# Don't miss BTGG's TV Newscast for Que and Cruz



## Gary in VA (Jul 21, 2008)

http://www.charlottesvillenewsplex.tv/h ... 2614.html#


----------



## Captain Morgan (Jul 21, 2008)

what the hell is a new born father?


----------



## Gary in VA (Jul 21, 2008)

Captain Morgan said:
			
		

> what the hell is a new born father?



LMAO... I caught that one too... I think he was a bit nervous


----------



## Cliff H. (Jul 21, 2008)

Now Bill only has 14 min of fame left.


----------



## BBQcure (Jul 21, 2008)

fantastic job. you did great.    

Tim


----------



## jwatki (Jul 21, 2008)

*Great Job Guys*

Bill and Gary you guys did well wish I could have been there the whole thing. It was great seeing George Spry there too. I just wish you could move the date!
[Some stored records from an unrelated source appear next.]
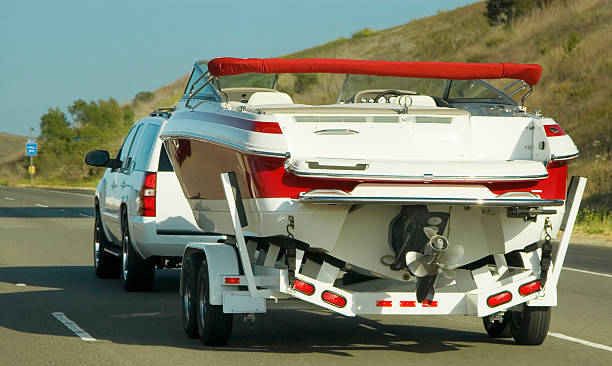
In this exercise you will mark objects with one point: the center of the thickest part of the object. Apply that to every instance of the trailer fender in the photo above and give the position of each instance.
(221, 259)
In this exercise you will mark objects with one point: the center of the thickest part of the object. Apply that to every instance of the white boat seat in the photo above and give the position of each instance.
(260, 98)
(422, 101)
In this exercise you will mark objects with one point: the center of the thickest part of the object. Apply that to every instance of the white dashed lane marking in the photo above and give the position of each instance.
(589, 272)
(73, 327)
(580, 341)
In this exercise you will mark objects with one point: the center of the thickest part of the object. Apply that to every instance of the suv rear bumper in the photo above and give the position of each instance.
(148, 242)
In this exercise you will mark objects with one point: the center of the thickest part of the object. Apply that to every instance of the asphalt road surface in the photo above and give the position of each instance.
(45, 268)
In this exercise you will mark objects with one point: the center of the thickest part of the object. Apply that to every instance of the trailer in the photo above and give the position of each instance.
(240, 275)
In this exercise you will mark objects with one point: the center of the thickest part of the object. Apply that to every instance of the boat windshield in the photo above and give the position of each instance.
(267, 81)
(362, 88)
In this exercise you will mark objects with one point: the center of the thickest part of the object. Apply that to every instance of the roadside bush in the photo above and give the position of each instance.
(506, 11)
(366, 32)
(65, 139)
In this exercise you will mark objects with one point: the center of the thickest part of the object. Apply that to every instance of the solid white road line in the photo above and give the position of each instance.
(73, 327)
(76, 194)
(588, 272)
(581, 341)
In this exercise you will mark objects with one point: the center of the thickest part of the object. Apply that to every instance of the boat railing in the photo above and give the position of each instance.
(209, 78)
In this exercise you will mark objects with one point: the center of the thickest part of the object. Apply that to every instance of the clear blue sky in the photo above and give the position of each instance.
(53, 52)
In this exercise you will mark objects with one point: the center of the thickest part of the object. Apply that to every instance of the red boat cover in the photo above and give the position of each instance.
(224, 66)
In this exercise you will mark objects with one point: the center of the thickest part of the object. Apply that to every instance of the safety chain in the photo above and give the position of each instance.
(290, 253)
(546, 253)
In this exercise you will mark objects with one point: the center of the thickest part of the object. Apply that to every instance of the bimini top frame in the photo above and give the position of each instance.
(225, 66)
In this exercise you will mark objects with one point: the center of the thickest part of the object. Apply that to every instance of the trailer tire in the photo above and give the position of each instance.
(214, 326)
(189, 283)
(137, 273)
(497, 329)
(106, 265)
(530, 326)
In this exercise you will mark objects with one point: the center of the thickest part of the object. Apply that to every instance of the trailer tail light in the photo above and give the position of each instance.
(499, 299)
(530, 287)
(147, 195)
(384, 303)
(303, 287)
(334, 299)
(232, 280)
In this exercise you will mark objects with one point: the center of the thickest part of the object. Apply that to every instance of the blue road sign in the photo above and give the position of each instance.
(31, 149)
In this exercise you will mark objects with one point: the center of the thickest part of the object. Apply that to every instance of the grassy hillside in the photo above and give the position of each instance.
(570, 39)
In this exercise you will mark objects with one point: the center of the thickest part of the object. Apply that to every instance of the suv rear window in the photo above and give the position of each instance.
(145, 145)
(164, 161)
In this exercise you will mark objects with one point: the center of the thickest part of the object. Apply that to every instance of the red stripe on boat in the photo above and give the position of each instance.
(553, 130)
(241, 123)
(224, 66)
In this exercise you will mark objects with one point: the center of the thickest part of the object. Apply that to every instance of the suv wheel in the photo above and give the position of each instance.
(106, 265)
(137, 273)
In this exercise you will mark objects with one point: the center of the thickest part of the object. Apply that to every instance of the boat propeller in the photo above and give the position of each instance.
(440, 257)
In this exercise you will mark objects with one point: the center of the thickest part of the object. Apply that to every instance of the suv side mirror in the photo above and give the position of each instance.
(101, 158)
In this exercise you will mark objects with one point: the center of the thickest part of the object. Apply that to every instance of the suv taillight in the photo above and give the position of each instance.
(147, 195)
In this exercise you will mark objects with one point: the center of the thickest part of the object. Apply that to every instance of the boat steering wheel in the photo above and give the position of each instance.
(392, 91)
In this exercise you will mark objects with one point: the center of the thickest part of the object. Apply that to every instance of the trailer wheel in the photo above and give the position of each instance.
(530, 326)
(106, 265)
(214, 326)
(496, 328)
(137, 273)
(189, 281)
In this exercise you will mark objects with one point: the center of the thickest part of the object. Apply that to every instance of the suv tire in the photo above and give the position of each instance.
(137, 273)
(106, 265)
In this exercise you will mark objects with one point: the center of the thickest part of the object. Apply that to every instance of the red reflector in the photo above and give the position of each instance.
(529, 288)
(303, 287)
(384, 303)
(232, 280)
(333, 299)
(499, 299)
(429, 304)
(150, 180)
(553, 130)
(148, 203)
(147, 195)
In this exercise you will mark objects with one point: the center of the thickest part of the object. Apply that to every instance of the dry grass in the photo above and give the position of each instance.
(570, 39)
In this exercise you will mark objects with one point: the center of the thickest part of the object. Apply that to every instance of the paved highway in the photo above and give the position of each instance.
(45, 268)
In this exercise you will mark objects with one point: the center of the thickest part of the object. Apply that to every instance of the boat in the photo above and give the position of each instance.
(417, 172)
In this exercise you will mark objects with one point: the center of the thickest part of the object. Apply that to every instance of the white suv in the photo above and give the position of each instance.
(142, 219)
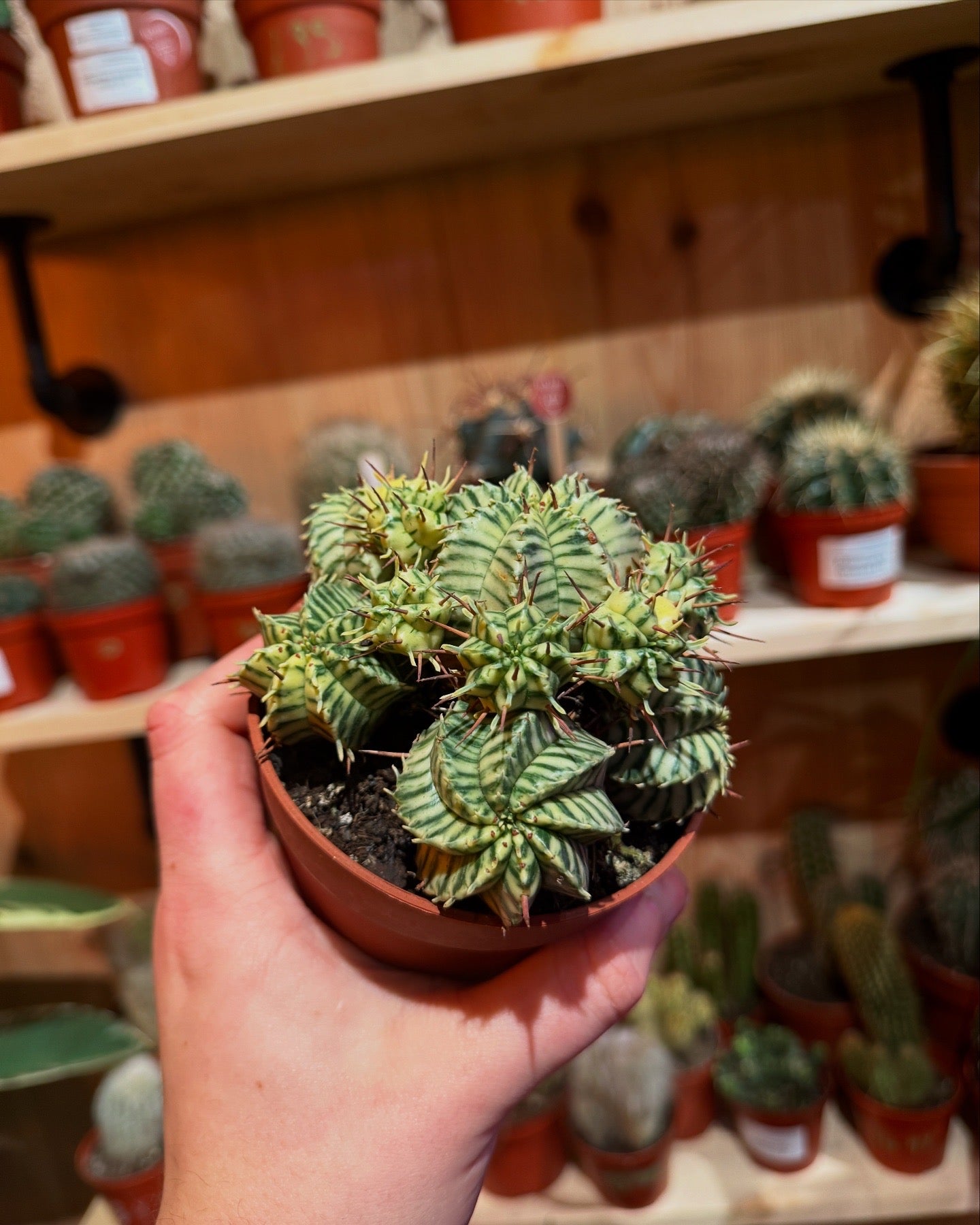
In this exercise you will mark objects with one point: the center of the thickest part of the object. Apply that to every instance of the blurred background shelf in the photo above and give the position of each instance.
(717, 61)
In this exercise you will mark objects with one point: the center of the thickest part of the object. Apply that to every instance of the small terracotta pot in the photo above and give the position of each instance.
(489, 18)
(811, 1019)
(27, 670)
(130, 53)
(190, 636)
(404, 929)
(12, 61)
(231, 617)
(116, 649)
(908, 1141)
(781, 1139)
(292, 36)
(629, 1180)
(529, 1157)
(725, 543)
(949, 491)
(845, 560)
(135, 1200)
(695, 1105)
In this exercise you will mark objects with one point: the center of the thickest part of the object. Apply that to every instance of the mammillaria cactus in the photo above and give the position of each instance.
(128, 1111)
(101, 572)
(802, 398)
(621, 1092)
(842, 466)
(770, 1068)
(512, 597)
(237, 554)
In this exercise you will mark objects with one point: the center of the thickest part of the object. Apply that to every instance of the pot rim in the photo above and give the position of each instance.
(425, 906)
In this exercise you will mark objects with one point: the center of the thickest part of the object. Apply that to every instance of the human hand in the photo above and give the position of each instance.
(303, 1082)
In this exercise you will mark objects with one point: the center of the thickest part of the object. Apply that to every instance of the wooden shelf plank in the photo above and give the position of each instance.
(710, 61)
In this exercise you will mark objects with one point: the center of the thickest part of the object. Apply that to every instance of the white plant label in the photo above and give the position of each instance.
(6, 676)
(114, 79)
(93, 32)
(865, 560)
(782, 1145)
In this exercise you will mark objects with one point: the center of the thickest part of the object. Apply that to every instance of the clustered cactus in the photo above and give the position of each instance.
(564, 646)
(101, 572)
(770, 1068)
(179, 491)
(621, 1092)
(692, 472)
(717, 951)
(128, 1113)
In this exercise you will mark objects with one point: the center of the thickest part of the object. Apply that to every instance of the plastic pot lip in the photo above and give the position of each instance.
(421, 904)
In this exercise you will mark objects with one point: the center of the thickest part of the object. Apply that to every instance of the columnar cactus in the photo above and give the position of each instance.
(526, 606)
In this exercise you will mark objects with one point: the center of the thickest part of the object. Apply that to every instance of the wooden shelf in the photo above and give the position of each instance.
(710, 61)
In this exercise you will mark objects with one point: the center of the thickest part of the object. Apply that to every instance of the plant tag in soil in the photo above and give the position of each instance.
(114, 79)
(782, 1145)
(869, 559)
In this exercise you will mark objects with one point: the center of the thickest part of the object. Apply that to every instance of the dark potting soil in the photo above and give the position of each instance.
(796, 968)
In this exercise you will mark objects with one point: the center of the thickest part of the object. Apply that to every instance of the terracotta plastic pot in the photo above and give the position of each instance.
(845, 560)
(135, 1200)
(693, 1102)
(781, 1139)
(114, 651)
(725, 543)
(402, 928)
(12, 61)
(529, 1157)
(189, 629)
(27, 670)
(908, 1141)
(629, 1180)
(949, 491)
(811, 1019)
(292, 36)
(229, 615)
(131, 53)
(489, 18)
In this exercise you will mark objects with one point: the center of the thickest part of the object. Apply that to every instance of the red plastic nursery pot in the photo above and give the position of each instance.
(845, 560)
(114, 651)
(629, 1180)
(229, 614)
(489, 18)
(128, 54)
(12, 61)
(404, 929)
(908, 1141)
(135, 1200)
(949, 491)
(189, 630)
(725, 543)
(26, 666)
(292, 36)
(529, 1157)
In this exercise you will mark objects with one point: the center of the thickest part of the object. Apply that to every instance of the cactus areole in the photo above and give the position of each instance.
(563, 683)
We did great at the Day lilly over 1000 people served.


----------



## Unity (Jul 21, 2008)

Good interview, Bill, but I wouldn't have recognized you in that hat.   

--John
(*This* is BTGG. 






 )


----------



## Chiles (Jul 21, 2008)

Gary was wearing a shirt that matched that hat band.  I think they were trying to color coordinate.


----------



## Bruce B (Jul 21, 2008)

Chiles said:
			
		

> Gary was wearing a shirt that matched that hat band.  I think they were trying to color coordinate.



That's comes from them being up on that mountain way too long.


----------



## Diva Q (Jul 22, 2008)

Great job with the interview. I missed your other hat though.


----------